One of my vices is a predilection for shitty cereal. Most mornings I start the day with a bowl Cheerios or whatnot, but every other month I splurge on a box of some sugary abomination and then proceed to demolish it over the next three days or so. I feel like I owe it to my ten year-old self, who promised he would do exactly this when he became an adult.
I am not a connoisseur, however, so I always buy the store-brand knockoff cereal instead of the original. Froot Hoops. Honey Snacks. Earl Chocola. Fortunate Tchotchkes.
This week I picked up a Cap’n Crunch clone called “Berry Crackles,” complete with the obligatory cartoon animal mascot.

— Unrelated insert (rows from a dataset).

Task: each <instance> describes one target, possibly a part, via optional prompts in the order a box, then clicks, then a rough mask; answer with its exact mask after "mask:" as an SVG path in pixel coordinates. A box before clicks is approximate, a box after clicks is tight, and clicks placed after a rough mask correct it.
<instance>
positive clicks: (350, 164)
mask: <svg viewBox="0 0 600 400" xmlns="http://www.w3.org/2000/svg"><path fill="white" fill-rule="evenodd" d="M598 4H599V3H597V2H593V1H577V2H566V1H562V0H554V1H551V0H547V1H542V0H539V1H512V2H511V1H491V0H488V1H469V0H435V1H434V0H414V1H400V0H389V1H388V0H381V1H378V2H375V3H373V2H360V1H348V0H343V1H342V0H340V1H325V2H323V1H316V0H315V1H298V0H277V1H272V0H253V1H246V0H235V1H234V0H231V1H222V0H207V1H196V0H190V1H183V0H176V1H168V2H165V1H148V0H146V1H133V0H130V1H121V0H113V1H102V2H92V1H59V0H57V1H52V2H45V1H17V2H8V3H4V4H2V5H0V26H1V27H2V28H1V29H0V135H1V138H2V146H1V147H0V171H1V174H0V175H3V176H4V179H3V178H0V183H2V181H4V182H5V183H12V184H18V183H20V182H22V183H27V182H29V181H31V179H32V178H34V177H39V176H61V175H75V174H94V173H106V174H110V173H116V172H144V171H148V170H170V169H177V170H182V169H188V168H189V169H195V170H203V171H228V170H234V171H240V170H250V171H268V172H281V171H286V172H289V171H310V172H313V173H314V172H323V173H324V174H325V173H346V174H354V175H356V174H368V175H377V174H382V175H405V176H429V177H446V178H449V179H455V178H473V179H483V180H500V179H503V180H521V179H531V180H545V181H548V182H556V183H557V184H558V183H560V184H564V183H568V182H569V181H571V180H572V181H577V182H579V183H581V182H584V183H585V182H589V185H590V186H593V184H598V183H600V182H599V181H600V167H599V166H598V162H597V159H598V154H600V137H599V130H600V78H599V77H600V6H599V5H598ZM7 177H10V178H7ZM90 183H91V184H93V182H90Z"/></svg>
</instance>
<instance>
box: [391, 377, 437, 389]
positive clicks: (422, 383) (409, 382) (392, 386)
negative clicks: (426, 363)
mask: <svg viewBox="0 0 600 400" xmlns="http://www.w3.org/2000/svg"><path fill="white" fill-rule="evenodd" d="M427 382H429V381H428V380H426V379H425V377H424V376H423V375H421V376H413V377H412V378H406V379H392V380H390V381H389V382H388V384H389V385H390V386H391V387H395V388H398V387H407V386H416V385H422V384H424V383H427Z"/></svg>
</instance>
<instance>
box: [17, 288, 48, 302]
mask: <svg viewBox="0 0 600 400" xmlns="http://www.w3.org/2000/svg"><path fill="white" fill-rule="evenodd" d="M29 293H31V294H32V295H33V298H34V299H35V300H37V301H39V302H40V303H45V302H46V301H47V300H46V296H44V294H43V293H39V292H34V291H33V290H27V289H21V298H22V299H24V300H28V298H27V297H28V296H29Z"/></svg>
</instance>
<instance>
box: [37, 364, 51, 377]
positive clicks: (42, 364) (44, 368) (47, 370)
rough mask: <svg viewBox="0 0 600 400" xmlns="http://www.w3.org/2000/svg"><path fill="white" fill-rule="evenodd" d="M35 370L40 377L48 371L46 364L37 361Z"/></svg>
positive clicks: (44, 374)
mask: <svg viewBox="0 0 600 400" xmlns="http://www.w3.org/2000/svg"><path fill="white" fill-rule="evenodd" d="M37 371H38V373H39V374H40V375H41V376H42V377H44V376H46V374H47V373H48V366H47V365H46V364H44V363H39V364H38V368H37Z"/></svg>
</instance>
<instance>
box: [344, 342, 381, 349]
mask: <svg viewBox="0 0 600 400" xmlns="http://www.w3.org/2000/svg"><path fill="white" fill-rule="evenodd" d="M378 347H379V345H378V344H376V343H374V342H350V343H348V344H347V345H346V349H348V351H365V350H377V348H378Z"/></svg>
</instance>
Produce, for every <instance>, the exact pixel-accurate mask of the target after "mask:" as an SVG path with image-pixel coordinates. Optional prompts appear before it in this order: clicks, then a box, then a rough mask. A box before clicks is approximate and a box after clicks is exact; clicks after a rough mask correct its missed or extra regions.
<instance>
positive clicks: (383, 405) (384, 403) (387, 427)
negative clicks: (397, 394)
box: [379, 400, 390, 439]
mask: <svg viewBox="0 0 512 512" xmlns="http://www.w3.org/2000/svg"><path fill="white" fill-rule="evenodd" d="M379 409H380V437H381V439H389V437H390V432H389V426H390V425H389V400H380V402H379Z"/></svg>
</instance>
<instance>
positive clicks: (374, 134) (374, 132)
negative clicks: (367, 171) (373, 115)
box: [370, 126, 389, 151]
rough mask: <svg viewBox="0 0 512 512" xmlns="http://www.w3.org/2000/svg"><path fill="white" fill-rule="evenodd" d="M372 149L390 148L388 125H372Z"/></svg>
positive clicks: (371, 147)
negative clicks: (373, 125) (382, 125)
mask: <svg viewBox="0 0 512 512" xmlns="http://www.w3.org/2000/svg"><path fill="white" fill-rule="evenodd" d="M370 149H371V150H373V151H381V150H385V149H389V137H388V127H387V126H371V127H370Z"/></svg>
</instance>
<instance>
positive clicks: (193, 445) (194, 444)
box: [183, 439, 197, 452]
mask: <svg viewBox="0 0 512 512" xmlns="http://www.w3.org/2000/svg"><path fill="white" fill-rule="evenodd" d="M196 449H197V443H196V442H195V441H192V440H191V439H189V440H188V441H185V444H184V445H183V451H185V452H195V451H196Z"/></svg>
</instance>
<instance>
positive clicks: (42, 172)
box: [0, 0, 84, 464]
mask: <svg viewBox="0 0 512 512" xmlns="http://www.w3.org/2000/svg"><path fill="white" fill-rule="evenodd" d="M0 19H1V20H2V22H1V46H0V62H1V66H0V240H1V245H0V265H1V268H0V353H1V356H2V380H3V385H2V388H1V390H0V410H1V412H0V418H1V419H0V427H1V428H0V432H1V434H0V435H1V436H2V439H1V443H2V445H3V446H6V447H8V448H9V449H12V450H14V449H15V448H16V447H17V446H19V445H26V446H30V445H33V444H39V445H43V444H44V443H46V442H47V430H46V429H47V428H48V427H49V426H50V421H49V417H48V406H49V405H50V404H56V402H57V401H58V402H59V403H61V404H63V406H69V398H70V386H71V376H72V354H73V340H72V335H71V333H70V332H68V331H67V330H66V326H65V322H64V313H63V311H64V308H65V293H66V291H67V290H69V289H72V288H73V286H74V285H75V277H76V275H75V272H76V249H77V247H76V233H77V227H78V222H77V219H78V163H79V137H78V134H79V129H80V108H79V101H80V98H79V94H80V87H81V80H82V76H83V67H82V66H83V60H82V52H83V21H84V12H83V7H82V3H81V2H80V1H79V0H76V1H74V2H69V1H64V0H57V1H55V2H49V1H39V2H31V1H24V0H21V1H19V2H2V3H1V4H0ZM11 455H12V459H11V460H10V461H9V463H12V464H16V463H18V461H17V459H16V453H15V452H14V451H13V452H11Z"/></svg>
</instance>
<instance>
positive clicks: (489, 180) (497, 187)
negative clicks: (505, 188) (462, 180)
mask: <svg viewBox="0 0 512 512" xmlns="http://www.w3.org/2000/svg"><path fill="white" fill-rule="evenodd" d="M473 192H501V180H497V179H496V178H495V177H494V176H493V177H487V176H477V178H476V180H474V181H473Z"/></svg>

Except the longer I looked at Crackles the Squirrel, the more I became convinced that he was actually a Surgeon General mandated warning, illustrating what will happen to your children if they eat this stuff.
The only thing missing was some accompanying text.
Warning: Berry Crackles contains more sugar than the island of Cuba, and should not be taken internal by persons under 14 or above 10 years of age. Consumption may result in clenched teeth, asymmetrically bulging eyes, dialted pupils, double vision, accelerated fur- and tail-growth, and sucrose-fueled hyperactivity. In case of accidental ingestion, induce vomiting and place child in front of "Antiques Roadshow" until sedated.